«Se você morresse esta noite, por que Deus deveria deixá-lo entrar no céu?”. Assim começa um exame de consciência incômodo que Ulrich L. Lehner lança como um dardo em seu livro Dios no mola. A pergunta é tão brutalmente simples quanto insuportável. Porque a resposta habitual —essa ladainha laica de “sou boa pessoa, não mato, não roubo”— resulta, se se olhar de perto, tão frágil quanto um castelo de cartas no meio de uma ventania.

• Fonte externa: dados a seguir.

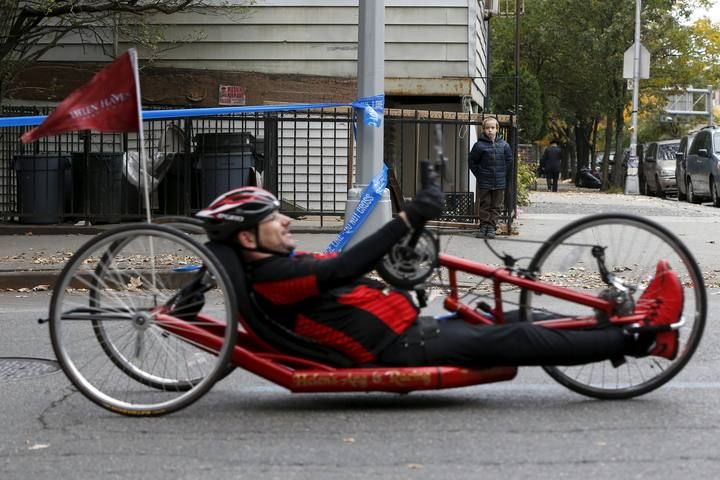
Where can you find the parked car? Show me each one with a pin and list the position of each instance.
(703, 166)
(658, 168)
(681, 165)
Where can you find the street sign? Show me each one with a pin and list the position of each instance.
(629, 61)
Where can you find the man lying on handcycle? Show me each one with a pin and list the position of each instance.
(328, 299)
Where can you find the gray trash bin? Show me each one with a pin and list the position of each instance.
(41, 183)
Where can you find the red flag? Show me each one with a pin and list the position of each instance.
(109, 102)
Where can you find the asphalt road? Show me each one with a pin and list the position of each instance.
(248, 428)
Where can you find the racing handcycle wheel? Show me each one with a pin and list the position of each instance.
(411, 260)
(631, 248)
(119, 322)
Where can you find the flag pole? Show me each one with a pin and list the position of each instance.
(141, 137)
(143, 162)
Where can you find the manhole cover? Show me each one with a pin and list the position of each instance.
(16, 368)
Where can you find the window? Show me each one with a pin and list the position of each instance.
(698, 143)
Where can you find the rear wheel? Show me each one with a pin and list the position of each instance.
(633, 247)
(692, 198)
(659, 192)
(113, 330)
(714, 193)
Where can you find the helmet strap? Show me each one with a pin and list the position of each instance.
(261, 249)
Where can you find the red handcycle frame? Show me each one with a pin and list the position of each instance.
(301, 375)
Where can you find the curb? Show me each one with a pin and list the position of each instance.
(17, 280)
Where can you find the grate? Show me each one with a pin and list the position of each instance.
(17, 368)
(459, 207)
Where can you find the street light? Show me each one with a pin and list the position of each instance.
(631, 180)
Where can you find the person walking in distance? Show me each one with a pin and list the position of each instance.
(550, 164)
(490, 160)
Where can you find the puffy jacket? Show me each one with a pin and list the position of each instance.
(551, 159)
(490, 162)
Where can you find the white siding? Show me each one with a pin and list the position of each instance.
(425, 41)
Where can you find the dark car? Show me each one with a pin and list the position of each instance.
(658, 168)
(681, 165)
(703, 166)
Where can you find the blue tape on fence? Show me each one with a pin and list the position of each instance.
(371, 106)
(373, 109)
(369, 197)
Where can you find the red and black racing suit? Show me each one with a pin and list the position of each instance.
(326, 298)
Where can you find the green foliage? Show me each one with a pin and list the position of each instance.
(574, 50)
(526, 178)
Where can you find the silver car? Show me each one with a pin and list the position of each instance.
(703, 166)
(681, 165)
(658, 168)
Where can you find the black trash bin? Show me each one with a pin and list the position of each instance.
(225, 161)
(178, 190)
(98, 185)
(41, 183)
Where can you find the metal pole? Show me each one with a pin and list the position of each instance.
(631, 181)
(371, 82)
(711, 120)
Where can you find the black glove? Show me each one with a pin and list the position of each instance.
(428, 204)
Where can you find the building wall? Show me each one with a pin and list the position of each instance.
(432, 47)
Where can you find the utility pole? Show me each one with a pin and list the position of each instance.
(631, 181)
(371, 82)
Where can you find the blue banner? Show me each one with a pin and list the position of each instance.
(372, 108)
(369, 197)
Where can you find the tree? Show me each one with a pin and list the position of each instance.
(31, 28)
(574, 48)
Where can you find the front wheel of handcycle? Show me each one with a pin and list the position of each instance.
(143, 320)
(633, 246)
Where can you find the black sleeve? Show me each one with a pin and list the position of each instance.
(474, 160)
(361, 258)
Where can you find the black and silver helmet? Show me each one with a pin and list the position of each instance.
(236, 210)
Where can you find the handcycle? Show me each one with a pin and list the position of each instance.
(145, 319)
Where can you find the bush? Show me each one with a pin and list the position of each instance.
(526, 178)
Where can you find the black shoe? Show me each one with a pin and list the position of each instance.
(482, 232)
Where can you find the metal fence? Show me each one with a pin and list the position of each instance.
(304, 157)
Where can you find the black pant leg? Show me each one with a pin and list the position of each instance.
(520, 344)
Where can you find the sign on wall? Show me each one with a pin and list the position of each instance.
(231, 95)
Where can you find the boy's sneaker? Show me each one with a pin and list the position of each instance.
(662, 304)
(482, 232)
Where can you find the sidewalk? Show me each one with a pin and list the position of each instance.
(32, 256)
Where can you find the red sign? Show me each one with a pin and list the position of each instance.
(107, 103)
(231, 95)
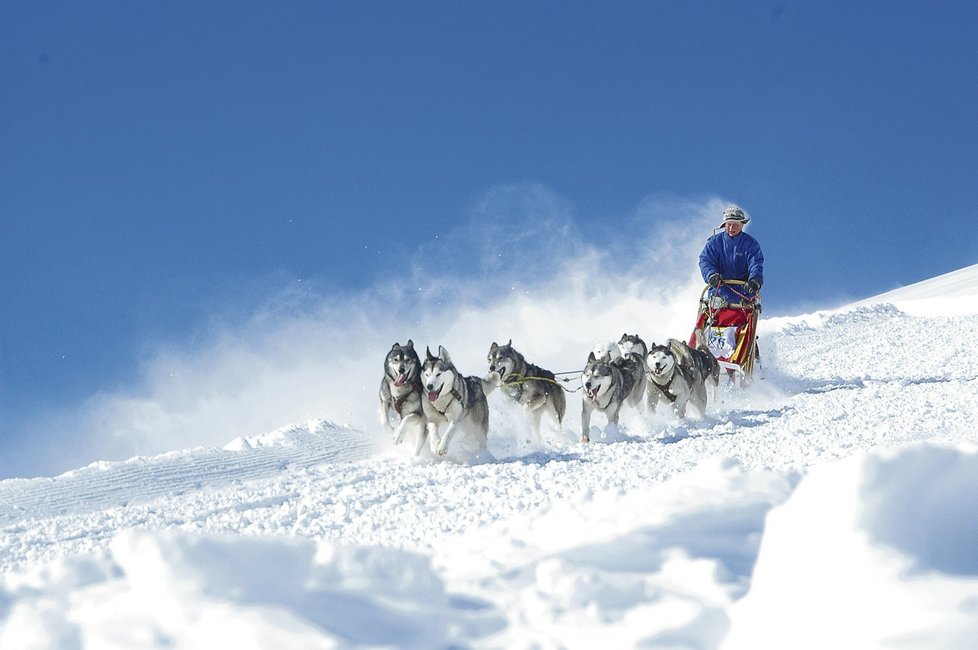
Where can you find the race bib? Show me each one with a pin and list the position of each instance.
(722, 341)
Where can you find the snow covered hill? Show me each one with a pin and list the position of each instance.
(834, 505)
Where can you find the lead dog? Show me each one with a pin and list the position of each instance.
(400, 394)
(679, 374)
(632, 362)
(606, 387)
(453, 401)
(529, 385)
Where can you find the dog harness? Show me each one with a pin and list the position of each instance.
(663, 389)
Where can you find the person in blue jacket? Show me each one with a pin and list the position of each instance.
(732, 255)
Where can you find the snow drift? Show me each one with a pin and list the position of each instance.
(832, 505)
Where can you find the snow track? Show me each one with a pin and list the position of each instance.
(557, 544)
(108, 485)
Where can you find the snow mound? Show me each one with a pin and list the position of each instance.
(897, 530)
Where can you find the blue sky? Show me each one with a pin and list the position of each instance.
(168, 169)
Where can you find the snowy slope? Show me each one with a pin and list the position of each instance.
(842, 487)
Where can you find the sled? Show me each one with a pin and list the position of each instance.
(730, 332)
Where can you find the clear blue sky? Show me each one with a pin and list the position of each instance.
(164, 161)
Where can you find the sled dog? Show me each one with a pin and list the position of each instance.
(679, 374)
(632, 362)
(606, 387)
(452, 401)
(529, 385)
(633, 343)
(699, 360)
(401, 393)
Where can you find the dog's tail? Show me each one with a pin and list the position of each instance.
(714, 365)
(490, 383)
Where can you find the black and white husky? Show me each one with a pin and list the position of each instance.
(400, 395)
(529, 385)
(452, 401)
(680, 374)
(607, 387)
(632, 361)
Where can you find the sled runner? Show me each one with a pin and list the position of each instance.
(730, 331)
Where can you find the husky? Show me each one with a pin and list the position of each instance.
(606, 388)
(632, 361)
(531, 386)
(453, 400)
(699, 360)
(400, 395)
(632, 343)
(680, 374)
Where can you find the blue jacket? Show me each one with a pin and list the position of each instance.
(734, 258)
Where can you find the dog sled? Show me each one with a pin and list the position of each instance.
(729, 330)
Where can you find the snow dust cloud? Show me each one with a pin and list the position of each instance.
(522, 266)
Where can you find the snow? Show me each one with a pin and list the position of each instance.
(832, 505)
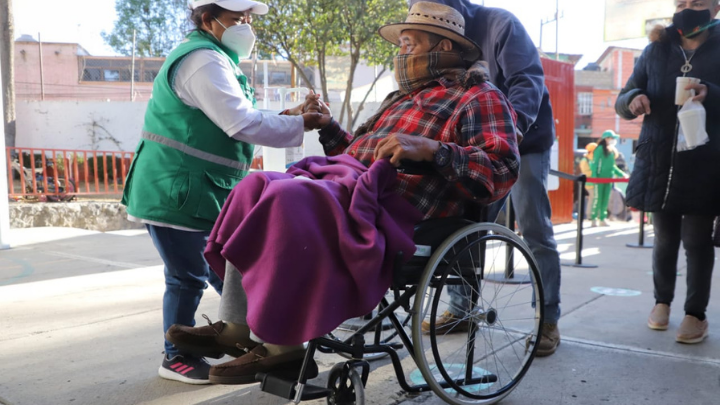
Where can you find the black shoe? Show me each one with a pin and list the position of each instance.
(186, 369)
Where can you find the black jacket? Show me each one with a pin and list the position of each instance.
(515, 69)
(664, 179)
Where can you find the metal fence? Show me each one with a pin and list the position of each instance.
(62, 174)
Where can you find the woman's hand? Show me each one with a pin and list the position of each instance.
(398, 147)
(317, 116)
(700, 91)
(311, 101)
(640, 105)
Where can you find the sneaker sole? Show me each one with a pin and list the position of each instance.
(173, 376)
(692, 341)
(545, 353)
(655, 326)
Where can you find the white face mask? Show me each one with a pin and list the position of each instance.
(239, 38)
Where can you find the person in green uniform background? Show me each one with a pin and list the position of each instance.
(197, 143)
(603, 167)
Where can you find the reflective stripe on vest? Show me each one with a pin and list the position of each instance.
(197, 153)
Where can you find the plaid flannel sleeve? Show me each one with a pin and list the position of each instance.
(334, 139)
(486, 160)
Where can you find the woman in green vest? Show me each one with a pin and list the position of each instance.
(197, 143)
(603, 167)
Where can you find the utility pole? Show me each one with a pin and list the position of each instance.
(4, 205)
(7, 52)
(42, 74)
(556, 20)
(557, 29)
(132, 71)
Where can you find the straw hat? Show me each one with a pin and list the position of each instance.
(437, 19)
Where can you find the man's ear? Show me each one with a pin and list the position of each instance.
(207, 19)
(445, 45)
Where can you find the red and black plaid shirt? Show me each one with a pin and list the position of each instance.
(478, 124)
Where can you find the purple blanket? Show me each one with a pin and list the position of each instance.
(313, 253)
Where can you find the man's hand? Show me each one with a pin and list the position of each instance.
(700, 91)
(398, 147)
(641, 105)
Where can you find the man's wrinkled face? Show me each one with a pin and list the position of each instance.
(414, 42)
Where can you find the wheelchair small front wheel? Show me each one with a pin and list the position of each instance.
(346, 386)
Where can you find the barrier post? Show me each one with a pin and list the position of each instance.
(641, 237)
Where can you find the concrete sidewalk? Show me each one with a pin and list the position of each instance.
(81, 324)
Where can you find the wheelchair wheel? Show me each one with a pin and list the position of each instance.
(386, 333)
(481, 355)
(346, 386)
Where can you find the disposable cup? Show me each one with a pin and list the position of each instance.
(681, 95)
(693, 126)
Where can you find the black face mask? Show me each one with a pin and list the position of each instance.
(691, 22)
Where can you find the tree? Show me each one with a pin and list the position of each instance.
(282, 32)
(160, 25)
(7, 50)
(360, 21)
(307, 32)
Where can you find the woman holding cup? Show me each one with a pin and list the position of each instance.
(680, 188)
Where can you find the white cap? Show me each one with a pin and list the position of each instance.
(255, 7)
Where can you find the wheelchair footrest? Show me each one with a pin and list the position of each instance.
(286, 389)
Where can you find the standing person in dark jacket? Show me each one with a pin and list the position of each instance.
(516, 70)
(679, 188)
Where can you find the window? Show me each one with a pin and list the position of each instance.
(585, 103)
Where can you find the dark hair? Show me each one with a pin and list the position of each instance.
(603, 143)
(195, 15)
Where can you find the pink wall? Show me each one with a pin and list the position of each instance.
(61, 76)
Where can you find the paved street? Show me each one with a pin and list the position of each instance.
(81, 324)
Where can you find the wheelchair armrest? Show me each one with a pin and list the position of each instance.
(416, 168)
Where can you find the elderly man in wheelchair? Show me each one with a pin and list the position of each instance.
(394, 207)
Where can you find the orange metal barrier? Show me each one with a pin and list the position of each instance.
(62, 174)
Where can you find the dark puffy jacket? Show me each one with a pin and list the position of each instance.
(515, 69)
(664, 179)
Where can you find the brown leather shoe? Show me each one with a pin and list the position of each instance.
(243, 369)
(659, 318)
(447, 323)
(549, 340)
(205, 340)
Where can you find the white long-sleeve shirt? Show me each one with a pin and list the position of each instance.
(206, 80)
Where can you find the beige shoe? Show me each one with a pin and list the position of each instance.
(659, 317)
(549, 340)
(692, 330)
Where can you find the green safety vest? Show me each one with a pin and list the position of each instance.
(184, 166)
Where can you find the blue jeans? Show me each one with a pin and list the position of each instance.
(187, 275)
(532, 207)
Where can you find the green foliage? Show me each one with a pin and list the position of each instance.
(306, 32)
(159, 24)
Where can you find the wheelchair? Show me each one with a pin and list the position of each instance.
(496, 276)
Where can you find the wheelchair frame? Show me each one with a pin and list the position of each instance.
(357, 348)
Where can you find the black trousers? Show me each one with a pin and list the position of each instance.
(696, 235)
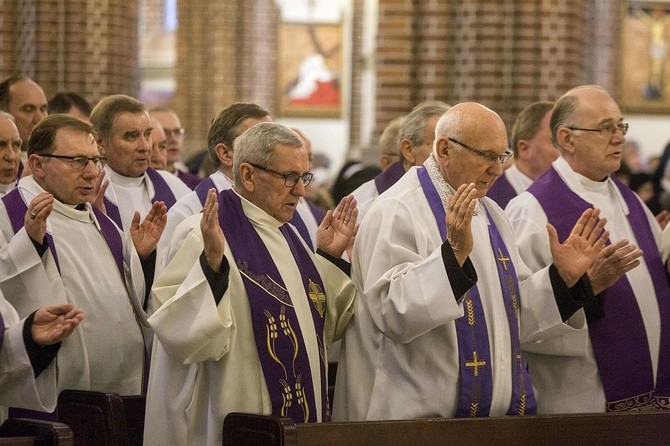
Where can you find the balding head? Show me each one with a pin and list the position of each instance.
(470, 140)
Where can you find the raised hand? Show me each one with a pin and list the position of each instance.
(460, 209)
(579, 251)
(212, 234)
(100, 187)
(663, 218)
(337, 229)
(612, 262)
(145, 236)
(38, 211)
(55, 323)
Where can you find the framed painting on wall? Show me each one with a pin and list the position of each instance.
(645, 57)
(310, 70)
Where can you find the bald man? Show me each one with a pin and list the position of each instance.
(444, 296)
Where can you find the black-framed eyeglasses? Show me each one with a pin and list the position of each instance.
(179, 131)
(488, 155)
(290, 179)
(607, 129)
(79, 163)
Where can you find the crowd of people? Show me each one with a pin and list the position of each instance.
(471, 275)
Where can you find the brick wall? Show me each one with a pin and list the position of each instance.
(504, 54)
(88, 46)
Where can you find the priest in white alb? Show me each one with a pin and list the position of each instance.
(445, 299)
(248, 308)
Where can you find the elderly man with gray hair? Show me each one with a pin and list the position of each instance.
(247, 308)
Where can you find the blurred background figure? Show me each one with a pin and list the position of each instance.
(158, 158)
(71, 103)
(174, 134)
(10, 152)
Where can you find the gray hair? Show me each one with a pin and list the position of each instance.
(415, 121)
(257, 144)
(528, 122)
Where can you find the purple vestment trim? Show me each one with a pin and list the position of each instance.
(202, 189)
(189, 179)
(619, 338)
(501, 191)
(475, 371)
(278, 336)
(389, 177)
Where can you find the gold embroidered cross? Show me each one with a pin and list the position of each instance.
(475, 363)
(503, 259)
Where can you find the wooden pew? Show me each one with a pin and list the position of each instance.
(21, 431)
(102, 419)
(634, 429)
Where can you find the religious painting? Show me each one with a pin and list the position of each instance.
(310, 70)
(645, 57)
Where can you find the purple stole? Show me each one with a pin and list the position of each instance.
(189, 179)
(279, 339)
(317, 212)
(299, 224)
(502, 191)
(474, 355)
(16, 210)
(389, 177)
(162, 192)
(619, 338)
(202, 189)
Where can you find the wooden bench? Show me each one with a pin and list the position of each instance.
(102, 419)
(634, 429)
(21, 431)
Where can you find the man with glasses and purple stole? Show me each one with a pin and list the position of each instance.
(57, 248)
(614, 354)
(444, 297)
(247, 308)
(123, 131)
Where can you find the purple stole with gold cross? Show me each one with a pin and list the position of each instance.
(279, 339)
(474, 354)
(389, 177)
(162, 192)
(16, 210)
(619, 338)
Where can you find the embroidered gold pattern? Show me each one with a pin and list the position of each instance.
(318, 297)
(475, 363)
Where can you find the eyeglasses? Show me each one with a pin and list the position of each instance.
(607, 129)
(290, 179)
(179, 131)
(79, 163)
(488, 155)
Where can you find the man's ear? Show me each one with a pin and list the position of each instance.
(247, 176)
(442, 148)
(224, 155)
(565, 139)
(407, 150)
(36, 165)
(522, 147)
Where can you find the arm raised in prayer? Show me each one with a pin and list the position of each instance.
(36, 216)
(578, 252)
(337, 228)
(460, 208)
(212, 234)
(145, 236)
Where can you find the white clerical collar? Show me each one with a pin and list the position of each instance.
(125, 181)
(444, 189)
(5, 188)
(258, 215)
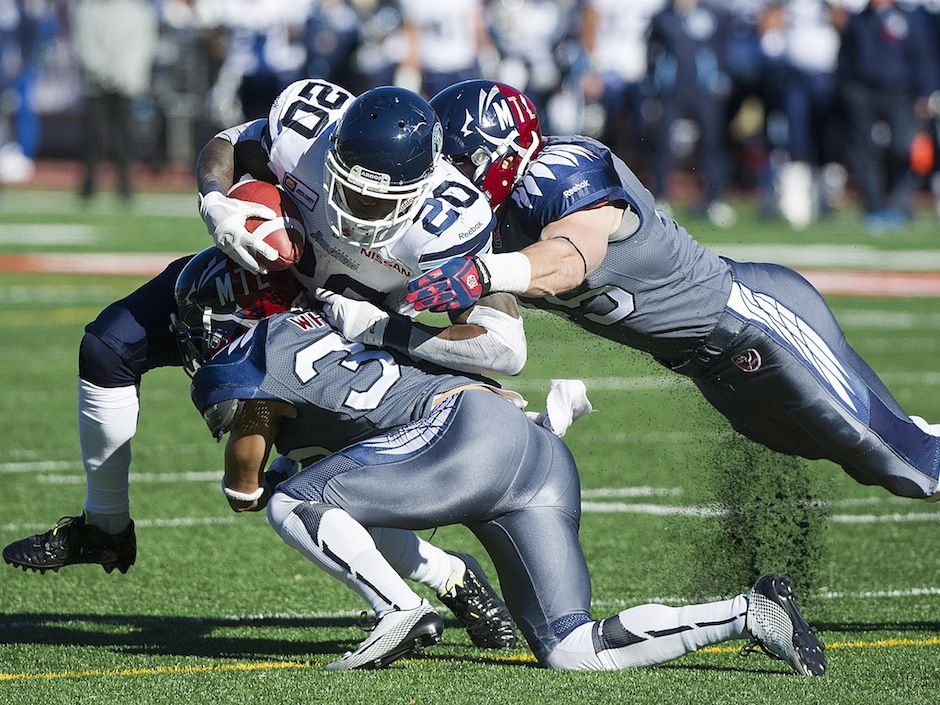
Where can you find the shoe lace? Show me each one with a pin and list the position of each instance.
(756, 646)
(63, 523)
(366, 622)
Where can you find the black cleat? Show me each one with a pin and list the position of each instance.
(72, 541)
(477, 605)
(778, 629)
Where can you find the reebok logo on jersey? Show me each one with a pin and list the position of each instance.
(748, 361)
(581, 185)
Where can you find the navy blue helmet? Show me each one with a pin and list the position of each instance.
(217, 300)
(380, 164)
(491, 132)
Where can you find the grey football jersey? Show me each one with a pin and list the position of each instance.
(657, 290)
(342, 391)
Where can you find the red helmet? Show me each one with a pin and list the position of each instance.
(491, 130)
(217, 301)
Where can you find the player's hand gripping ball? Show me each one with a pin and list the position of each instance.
(284, 232)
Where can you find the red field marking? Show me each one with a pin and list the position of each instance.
(845, 282)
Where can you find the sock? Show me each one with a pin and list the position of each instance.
(649, 634)
(418, 560)
(107, 421)
(341, 546)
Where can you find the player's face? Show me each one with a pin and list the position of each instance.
(367, 207)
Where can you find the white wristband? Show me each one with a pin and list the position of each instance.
(510, 271)
(241, 496)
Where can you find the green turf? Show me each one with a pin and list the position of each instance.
(225, 613)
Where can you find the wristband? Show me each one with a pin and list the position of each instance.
(510, 272)
(241, 496)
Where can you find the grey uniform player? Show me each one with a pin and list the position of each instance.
(581, 236)
(293, 381)
(380, 206)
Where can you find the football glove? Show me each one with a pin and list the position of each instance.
(455, 285)
(225, 218)
(358, 321)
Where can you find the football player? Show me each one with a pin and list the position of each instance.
(579, 235)
(380, 206)
(292, 382)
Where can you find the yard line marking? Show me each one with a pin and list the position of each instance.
(158, 670)
(709, 512)
(877, 644)
(602, 492)
(138, 477)
(825, 595)
(170, 523)
(498, 658)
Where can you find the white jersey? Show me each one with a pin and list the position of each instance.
(455, 220)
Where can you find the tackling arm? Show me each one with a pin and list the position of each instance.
(220, 163)
(487, 338)
(568, 250)
(246, 452)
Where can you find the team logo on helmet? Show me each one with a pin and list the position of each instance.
(748, 361)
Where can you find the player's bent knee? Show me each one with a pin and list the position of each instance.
(280, 506)
(100, 365)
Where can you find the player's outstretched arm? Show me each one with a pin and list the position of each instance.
(218, 166)
(487, 338)
(568, 250)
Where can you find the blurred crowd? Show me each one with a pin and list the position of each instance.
(789, 99)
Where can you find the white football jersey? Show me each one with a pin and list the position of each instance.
(455, 219)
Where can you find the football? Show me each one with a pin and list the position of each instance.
(285, 232)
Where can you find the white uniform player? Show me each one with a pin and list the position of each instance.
(380, 207)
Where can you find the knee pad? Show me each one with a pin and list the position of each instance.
(100, 365)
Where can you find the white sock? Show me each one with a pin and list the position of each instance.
(341, 546)
(418, 560)
(107, 421)
(649, 634)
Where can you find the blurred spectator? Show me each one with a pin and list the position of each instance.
(22, 28)
(811, 51)
(527, 34)
(115, 42)
(331, 36)
(687, 43)
(265, 53)
(444, 43)
(885, 77)
(190, 52)
(614, 35)
(755, 108)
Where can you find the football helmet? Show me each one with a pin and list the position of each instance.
(217, 300)
(380, 164)
(491, 132)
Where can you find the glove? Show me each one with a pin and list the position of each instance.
(457, 284)
(567, 402)
(358, 321)
(225, 217)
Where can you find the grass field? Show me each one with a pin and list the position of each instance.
(218, 610)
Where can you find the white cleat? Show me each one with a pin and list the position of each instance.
(778, 629)
(395, 635)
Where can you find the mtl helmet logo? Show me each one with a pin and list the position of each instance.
(748, 361)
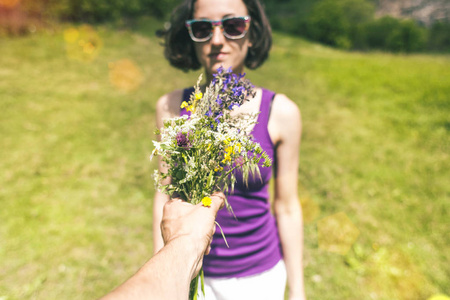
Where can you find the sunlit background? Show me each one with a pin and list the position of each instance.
(79, 80)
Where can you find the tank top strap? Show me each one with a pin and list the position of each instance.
(186, 94)
(265, 108)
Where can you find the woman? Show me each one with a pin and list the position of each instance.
(264, 248)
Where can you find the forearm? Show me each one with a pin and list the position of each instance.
(157, 279)
(159, 201)
(290, 227)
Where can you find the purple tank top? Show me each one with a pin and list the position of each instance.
(252, 235)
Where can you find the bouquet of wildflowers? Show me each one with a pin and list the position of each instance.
(202, 151)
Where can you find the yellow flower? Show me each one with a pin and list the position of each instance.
(206, 201)
(198, 96)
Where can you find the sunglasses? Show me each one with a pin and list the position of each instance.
(232, 28)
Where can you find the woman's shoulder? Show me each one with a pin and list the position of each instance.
(283, 107)
(285, 119)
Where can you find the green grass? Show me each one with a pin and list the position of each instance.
(76, 188)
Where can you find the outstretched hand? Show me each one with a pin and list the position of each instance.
(193, 223)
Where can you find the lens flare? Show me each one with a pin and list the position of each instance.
(82, 43)
(125, 75)
(336, 233)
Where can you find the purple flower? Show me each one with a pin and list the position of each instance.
(183, 141)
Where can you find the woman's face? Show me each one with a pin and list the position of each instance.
(220, 51)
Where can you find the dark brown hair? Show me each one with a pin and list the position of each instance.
(179, 48)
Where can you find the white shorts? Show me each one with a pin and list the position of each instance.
(268, 285)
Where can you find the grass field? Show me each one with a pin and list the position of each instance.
(76, 188)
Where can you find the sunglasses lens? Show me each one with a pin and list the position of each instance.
(201, 29)
(234, 27)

O miragem do “buenismo” moderno
Vivemos convencidos de que basta acumular boas intenções, sorrisos nas redes sociais e doações ocasionais para “estar do lado certo da história”. Mas, o que fazemos com as sombras que arrastamos? O que com essa soberba discreta, essa indiferença sistemática, esse cálculo mesquinho que tinge nossas ações mais nobres? Acreditar que Deus leva uma contabilidade de méritos para premiar os que superarem a aprovação raspada é uma heresia disfarçada de senso comum.
A armadilha do autoengano
Lehner nos lembra, com a ironia do mestre que conhece bem seus alunos, que o problema não é a moral do vizinho, mas o coração próprio. E que Deus não é um professor que passa lista nem um juiz distraído que assina absolvições no automático. A justiça divina, tão odiada quanto temida, não se compra com boas obras de saldo. O homem moderno, no entanto, insiste em vestir seu vazio de humanitarismo “cool” e confundir cortesia com santidade.
O escândalo da graça
A provocação de Lehner é radical: não entramos no céu porque nos o “ganhamos”, mas porque nos abrimos a uma graça imerecida. Uma ideia que golpeia de frente a arrogância contemporânea, convencida de que tudo se consegue por esforço próprio. O cristão, em troca, confessa sua indigência e se deixa amar até a medula. A salvação não é um troféu: é um presente. E os presentes, ou se aceitam com gratidão, ou se rejeitam com soberba.
Um convite perigoso
Este livro, longe da sensibleria religiosa de vitrine, coloca o leitor frente ao espelho mais incômodo: em que fundamento descansa minha esperança? Quem se atrever a responder com sinceridade se encontrará com que o que parecia óbvio —“porque sou bom”— se derruba como papel molhado.
Em Dios no mola, Ulrich L. Lehner incomoda o leitor moderno, esse que se considera “espiritual mas não religioso”, e o obriga a enfrentar a pergunta que preferiria silenciar. Um livro que não se limita a refutar, mas que desperta fome de ir mais além. Talvez demasiado incômodo para quem busca um cristianismo “light”.